A. Ardisson.- Une précision pour nous mettre dans l'ambiance, puisque cela fait longtemps que vous ne vous êtes pas exprimé : à qui avons-nous affaire ce matin ? A un opposant "pur sucre" ou à un ancien ministre des Finances, compréhensif devant la difficulté de l'exercice budgétaire ?
- "Non, à un ancien ministre des Finances qui, par activité précédente connaît la difficulté et qui du coup est un opposant qui n'est pas compréhensif."
J.-P. Raffarin, sur la forme déjà, comment l'avez-vous trouvé ?
- "D'abord, je voudrais saluer les journalistes et France 2, parce que le retour d'un grand débat politique ou d'une grande émission de débat est quelque chose qui manquait dans notre paysage et c'est bien d'avoir mis ça en place. Ceci dit, 100 minutes, c'est long et cela a quand même été 100 minutes pour pas grand chose. Je sais bien que le Gouvernement n'est là que depuis quatre mois et donc, il faut lui laisser le temps de travailler, de débloquer sa politique, ça ne serait pas honnête de critiquer tout de suite en disant "mais ils ont rien fait, comment ça se fait" etc. Il faut le temps, je le sais, et donc je veux leur donner cette latitude. Il reste que quand on entend le Premier ministre pendant 100 minutes, au moment où il présente son budget, on s'attend à ce qu'il y ait une ligne, à ce qu'il y ait une définition d'une politique. Or, là, il n'y avait pas de ligne, il y avait un positionnement, un Premier ministre qui répète plusieurs fois qu'il est déterminé, tenace, comme s'il avait peur qu'on ne le voit pas, qu'on ne le croit pas, qu'il ait besoin de le dire beaucoup de fois, sorte de conquête un peu artificielle d'autorité. Tout cela vient de ce que en fait cette majorité n'a pas été élue sur un mandat clair - on sait comment s'est passée l'élection présidentielle, le problème Le Pen, etc. - et donc, il n'y a pas vraiment une politique claire : il y a une agrégation de promesses de J. Chirac qu'il faut essayer de satisfaire, le Gouvernement n'arrive pas à tout faire, mais cette agrégation ne fait pas vraiment une politique. Je voudrais terminer d'un mot là dessus, c'est que dans le domaine sur lequel vous m'interrogiez, c'est-à-dire l'économie, je ne vois pas de stratégie économique... Voyez-vous, en 97, quand L. Jospin est arrivé, il y avait une stratégie. Elle aurait pu être mauvaise, elle a été bonne : soutenir la consommation et ça a eu comme résultat qu'on ait eu la croissance la plus forte de tous les pays européens. Aujourd'hui, il n'y a pas de stratégie et même si le Premier ministre parle de la consommation, ce qu'il fait n'est pas cela. Quand on baisse les impôts sur le revenu de la partie la plus riche de la population, on ne soutient pas la consommation, car c'est les autres dont on aurait besoin, auxquels on aurait besoin de donner du pouvoir d'achat pour qu'ils consomment..."

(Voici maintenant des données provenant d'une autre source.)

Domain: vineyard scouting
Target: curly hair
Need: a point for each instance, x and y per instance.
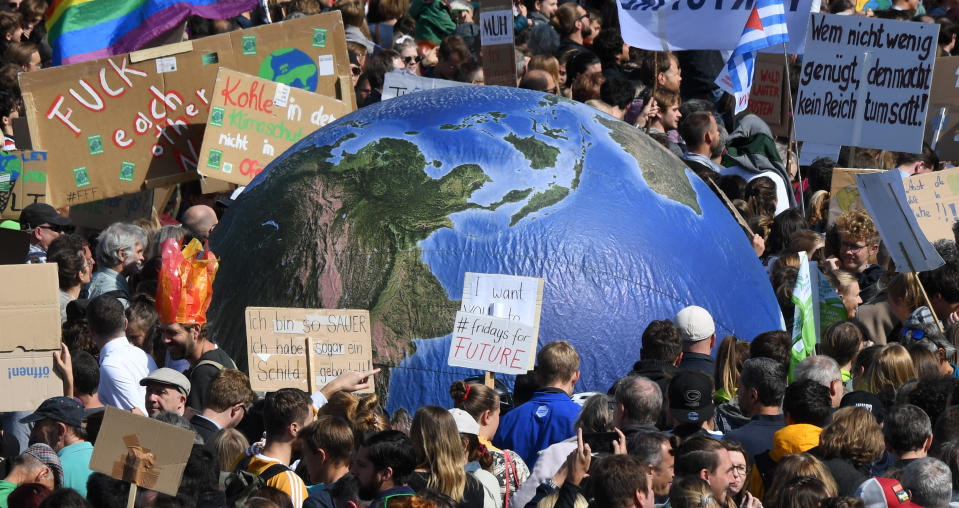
(853, 434)
(857, 226)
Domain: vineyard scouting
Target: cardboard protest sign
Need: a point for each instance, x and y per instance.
(885, 198)
(30, 313)
(767, 98)
(134, 120)
(148, 453)
(14, 246)
(843, 192)
(659, 25)
(285, 346)
(934, 199)
(23, 181)
(102, 213)
(942, 119)
(399, 82)
(496, 35)
(253, 120)
(865, 82)
(493, 344)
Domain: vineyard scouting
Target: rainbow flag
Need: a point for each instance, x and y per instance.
(81, 30)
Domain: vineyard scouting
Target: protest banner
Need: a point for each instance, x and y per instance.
(885, 198)
(492, 344)
(100, 214)
(812, 151)
(400, 82)
(942, 119)
(130, 121)
(843, 192)
(804, 320)
(676, 25)
(305, 348)
(865, 82)
(145, 452)
(30, 313)
(496, 35)
(23, 181)
(767, 99)
(254, 120)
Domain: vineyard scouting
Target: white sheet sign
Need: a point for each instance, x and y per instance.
(700, 24)
(865, 82)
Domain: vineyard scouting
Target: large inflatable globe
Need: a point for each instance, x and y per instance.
(387, 208)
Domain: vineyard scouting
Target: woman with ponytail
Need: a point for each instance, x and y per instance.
(483, 404)
(441, 460)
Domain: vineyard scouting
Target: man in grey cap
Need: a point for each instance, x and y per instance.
(167, 390)
(58, 423)
(39, 464)
(699, 336)
(44, 225)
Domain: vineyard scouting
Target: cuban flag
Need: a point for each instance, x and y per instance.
(765, 26)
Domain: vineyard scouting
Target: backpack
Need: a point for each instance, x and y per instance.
(241, 484)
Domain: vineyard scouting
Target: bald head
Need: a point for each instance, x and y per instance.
(538, 80)
(200, 220)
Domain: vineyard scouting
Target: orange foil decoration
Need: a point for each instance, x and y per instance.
(185, 283)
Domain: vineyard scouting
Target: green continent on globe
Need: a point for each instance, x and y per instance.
(540, 200)
(379, 202)
(658, 171)
(538, 153)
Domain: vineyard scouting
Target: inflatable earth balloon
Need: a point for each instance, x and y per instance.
(291, 67)
(387, 208)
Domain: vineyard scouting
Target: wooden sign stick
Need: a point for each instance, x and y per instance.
(922, 288)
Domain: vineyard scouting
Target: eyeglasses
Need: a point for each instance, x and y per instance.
(852, 247)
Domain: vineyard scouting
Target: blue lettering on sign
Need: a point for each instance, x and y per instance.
(34, 372)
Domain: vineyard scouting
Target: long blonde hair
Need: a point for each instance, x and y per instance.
(439, 450)
(891, 369)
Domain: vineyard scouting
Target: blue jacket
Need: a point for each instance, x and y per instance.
(545, 419)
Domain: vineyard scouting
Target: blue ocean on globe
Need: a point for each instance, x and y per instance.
(387, 208)
(292, 67)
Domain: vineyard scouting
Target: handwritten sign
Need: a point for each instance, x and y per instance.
(143, 451)
(286, 346)
(521, 298)
(766, 97)
(253, 120)
(493, 344)
(885, 199)
(23, 181)
(400, 82)
(133, 120)
(942, 119)
(496, 35)
(865, 82)
(100, 214)
(934, 199)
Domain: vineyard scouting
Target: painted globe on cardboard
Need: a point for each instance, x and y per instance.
(387, 208)
(291, 67)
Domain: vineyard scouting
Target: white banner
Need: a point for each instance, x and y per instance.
(865, 82)
(402, 82)
(702, 24)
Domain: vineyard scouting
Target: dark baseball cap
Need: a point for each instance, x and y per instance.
(867, 400)
(691, 397)
(61, 409)
(40, 213)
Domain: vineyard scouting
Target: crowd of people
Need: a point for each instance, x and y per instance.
(700, 421)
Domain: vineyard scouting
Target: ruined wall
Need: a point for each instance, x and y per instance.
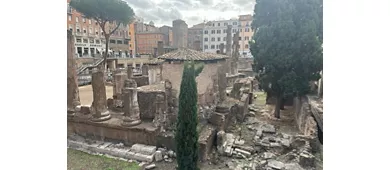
(208, 76)
(137, 134)
(303, 117)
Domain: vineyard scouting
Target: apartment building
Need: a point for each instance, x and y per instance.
(214, 33)
(147, 42)
(195, 37)
(246, 34)
(180, 33)
(167, 31)
(89, 37)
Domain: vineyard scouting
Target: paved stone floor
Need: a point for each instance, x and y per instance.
(86, 96)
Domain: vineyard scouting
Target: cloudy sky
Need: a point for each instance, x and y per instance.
(163, 12)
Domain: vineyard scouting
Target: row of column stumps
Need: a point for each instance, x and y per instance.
(131, 116)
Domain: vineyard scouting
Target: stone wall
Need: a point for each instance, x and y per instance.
(147, 100)
(144, 133)
(303, 117)
(141, 80)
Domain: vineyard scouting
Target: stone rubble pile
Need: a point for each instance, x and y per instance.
(145, 154)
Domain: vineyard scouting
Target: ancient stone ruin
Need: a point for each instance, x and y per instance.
(138, 122)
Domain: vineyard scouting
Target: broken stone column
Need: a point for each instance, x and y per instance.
(229, 40)
(73, 98)
(222, 82)
(130, 102)
(145, 70)
(221, 48)
(118, 86)
(160, 48)
(130, 72)
(99, 105)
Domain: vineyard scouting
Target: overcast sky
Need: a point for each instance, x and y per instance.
(163, 12)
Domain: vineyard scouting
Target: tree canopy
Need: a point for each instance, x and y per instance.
(186, 135)
(287, 45)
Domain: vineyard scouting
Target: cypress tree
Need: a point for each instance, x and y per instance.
(186, 135)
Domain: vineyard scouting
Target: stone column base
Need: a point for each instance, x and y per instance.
(128, 122)
(103, 117)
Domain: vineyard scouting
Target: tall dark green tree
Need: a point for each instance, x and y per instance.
(186, 135)
(109, 14)
(287, 46)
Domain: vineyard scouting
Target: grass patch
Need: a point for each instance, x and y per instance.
(78, 160)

Vous parlez de croissance, vous avez quand même eu de la chance, il en a moins.
- "Ecoutez, la chance il ne faut jamais la laisser de côté. Napoléon disait que si on n'a pas de chance, il vaut mieux pas gouverner. Mais ce que je constate, c'est quà l'époque, nous avons fait mieux que nos voisins ; et ça nos voisins avaient la même chance, la même conjoncture internationale. Donc, ce qui compte c'est regarder par rapport à nos voisins. A l'époque, on faisait mieux que nos voisins ; aujourd'hui, on risque de faire moins bien que nos voisins. "
Regardons ce budget de plus près. La principale critique qui vient de votre camp est de dire que 2,5 % de croissance, ce n'est pas réaliste. Mais autant que je sache, le dernier budget que vous avez fait, vous aussi, pêchait un tout petit par optimisme ?
- "Oui, je ne ferai pas cette critique de ne pas être réaliste, parce qu'il faut avoir la volonté et essayer de tendre vers des objectifs. Là où c'est peut-être plus critiquable aujourd'hui de la part de M. Raffarin, c'est que ce n'est pas une erreur de prévision qu'il fait, c'est un choix délibérément faux : on sait très bien qu'on ne peut pas faire 2,5. Quand on peut hésiter, alors il faut viser le haut de la fourchette, il faut y aller, il faut avoir la volonté politique d'avancer..."
C'est ce qu'il dit !
- "C'est ce qu'il dit, mais nous savons tous que le consensus économique, les économistes sur la place de Paris pensent que l'on fera au mieux 2 %. On sait déjà que l'on ne fera pas 2,5. Alors, à une époque, où il y a un déficit de politique, c'est-à-dire où les gens n'ont pas confiance, où ils ont besoin de plus de transparence, où ils demandent qu'on leur dise la vérité, je crois que ça aurait été un exercice plus salutaire de dire la vérité et de ne pas s'embarquer là-dessus."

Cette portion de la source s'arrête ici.